The service included a device that allowed at-risk individuals, such as those with autism, dementia, and Alzheimer’s, to be tracked so they wouldn’t go missing if they wandered off.
However, a mix of several reasons has led to the service being discontinued, due to a mix of lack of participation versus the cost to upgrade the program’s technology to the modern age.
Fire Marshal Tristan Johnson with the Greenville City Fire Department said upgrading the fire department’s equipment would have been too expensive, and that the Greenville Sheriff’s Office ran into their own issues when attempting to take over the program with their own equipment.
“So the Sheriff’s Office said ‘hey, listen, we want to do this program as well. We’ll do the new technology, and then maybe we’ll bring your folks on board and maybe we can just transition them all over’,” Johnson said. “Well in the interim, project lifesaver’s new technology never really came to fruition, so the Sheriff’s Office pretty much abandoned that cause.”
This decision was compounded by already existing tracking technologies, such as the more reliable, effective, and pinpoint tracking of smartphones through location finder apps.
Johnson explained that the current Project Lifesaver technology was more than seven years old.

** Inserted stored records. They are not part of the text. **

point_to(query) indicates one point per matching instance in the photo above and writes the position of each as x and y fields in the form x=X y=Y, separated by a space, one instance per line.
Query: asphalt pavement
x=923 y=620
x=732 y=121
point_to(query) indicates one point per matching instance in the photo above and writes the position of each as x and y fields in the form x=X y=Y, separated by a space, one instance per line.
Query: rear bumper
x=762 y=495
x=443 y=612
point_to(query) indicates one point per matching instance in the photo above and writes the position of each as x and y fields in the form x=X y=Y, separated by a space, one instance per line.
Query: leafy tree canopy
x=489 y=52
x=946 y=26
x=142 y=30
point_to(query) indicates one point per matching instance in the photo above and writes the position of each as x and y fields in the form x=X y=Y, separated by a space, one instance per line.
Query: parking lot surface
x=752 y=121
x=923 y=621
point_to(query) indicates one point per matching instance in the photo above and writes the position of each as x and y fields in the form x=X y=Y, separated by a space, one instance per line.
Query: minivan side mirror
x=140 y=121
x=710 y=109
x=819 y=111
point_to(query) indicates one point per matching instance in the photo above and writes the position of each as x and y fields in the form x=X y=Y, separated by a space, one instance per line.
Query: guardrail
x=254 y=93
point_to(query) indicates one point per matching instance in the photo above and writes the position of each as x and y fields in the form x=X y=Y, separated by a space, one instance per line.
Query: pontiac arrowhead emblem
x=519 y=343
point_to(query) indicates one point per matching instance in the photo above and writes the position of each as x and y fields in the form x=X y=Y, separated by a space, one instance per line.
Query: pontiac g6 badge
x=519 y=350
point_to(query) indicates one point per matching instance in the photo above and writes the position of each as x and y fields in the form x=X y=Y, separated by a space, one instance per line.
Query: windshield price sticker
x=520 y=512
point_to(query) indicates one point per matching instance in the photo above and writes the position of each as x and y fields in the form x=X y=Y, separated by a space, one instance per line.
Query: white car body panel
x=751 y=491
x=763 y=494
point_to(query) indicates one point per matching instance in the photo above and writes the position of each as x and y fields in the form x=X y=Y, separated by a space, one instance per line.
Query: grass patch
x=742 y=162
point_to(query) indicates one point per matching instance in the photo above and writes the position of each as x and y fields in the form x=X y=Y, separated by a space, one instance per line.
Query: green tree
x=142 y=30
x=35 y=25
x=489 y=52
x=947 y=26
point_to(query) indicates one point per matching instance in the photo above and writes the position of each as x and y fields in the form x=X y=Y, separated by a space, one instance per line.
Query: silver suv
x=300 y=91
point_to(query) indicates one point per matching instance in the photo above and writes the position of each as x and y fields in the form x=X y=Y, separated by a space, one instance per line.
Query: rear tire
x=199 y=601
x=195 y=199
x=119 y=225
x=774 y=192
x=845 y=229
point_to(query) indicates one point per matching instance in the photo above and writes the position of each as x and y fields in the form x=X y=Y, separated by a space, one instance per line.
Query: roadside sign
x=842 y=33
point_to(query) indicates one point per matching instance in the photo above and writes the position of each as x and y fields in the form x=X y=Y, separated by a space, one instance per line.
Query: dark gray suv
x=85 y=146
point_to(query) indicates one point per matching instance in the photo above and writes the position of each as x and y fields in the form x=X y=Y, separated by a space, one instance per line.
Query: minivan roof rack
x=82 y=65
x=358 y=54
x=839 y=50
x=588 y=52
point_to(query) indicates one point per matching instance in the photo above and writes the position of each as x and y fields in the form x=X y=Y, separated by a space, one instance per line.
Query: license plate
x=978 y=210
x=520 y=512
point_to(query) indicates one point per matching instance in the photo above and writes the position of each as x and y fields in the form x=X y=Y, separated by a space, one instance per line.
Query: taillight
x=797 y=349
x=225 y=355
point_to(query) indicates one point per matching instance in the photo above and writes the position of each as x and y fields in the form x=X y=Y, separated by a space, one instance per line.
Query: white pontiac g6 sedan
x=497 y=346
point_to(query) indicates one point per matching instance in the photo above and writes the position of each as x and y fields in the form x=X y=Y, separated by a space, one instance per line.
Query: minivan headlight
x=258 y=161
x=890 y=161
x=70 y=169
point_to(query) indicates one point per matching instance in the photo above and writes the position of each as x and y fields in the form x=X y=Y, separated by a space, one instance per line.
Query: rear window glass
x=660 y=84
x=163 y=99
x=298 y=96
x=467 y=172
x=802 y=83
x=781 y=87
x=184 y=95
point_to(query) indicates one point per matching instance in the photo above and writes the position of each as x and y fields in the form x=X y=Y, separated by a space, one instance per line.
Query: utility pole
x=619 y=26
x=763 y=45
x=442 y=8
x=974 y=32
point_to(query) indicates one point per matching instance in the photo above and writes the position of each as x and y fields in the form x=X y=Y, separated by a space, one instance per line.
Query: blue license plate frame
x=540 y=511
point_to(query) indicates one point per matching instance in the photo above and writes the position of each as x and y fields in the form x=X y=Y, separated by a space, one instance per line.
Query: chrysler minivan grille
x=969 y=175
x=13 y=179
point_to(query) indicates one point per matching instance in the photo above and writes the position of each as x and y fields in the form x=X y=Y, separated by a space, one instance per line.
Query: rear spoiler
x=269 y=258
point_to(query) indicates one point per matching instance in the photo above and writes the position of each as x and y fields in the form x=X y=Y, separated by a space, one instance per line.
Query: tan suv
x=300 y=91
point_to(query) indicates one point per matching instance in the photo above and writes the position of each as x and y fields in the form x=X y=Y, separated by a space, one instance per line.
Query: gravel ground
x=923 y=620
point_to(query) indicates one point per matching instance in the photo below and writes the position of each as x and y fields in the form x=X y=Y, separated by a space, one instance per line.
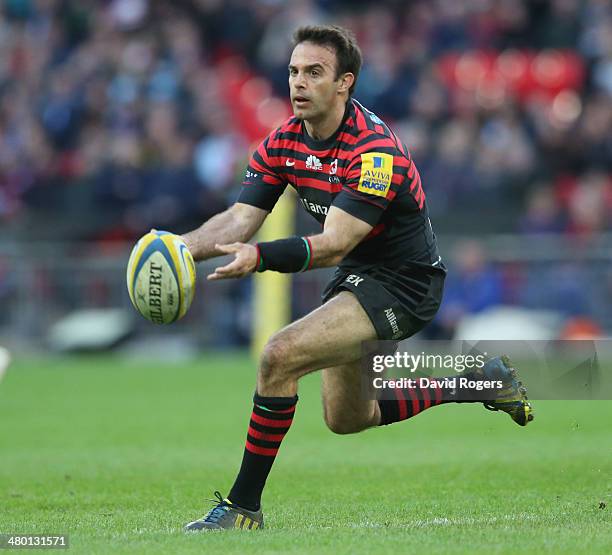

He said search teams would only be notified by the trackers if they were within 100 yards of the individual they were searching for but not where within that range the individual actually was.
Additionally, Johnson explained that, even at its height, the program lacked substantial participation from the community. He said the Fire Department advertised the program regularly around the area, but the most concurrent participants at any one time in the program has only been five.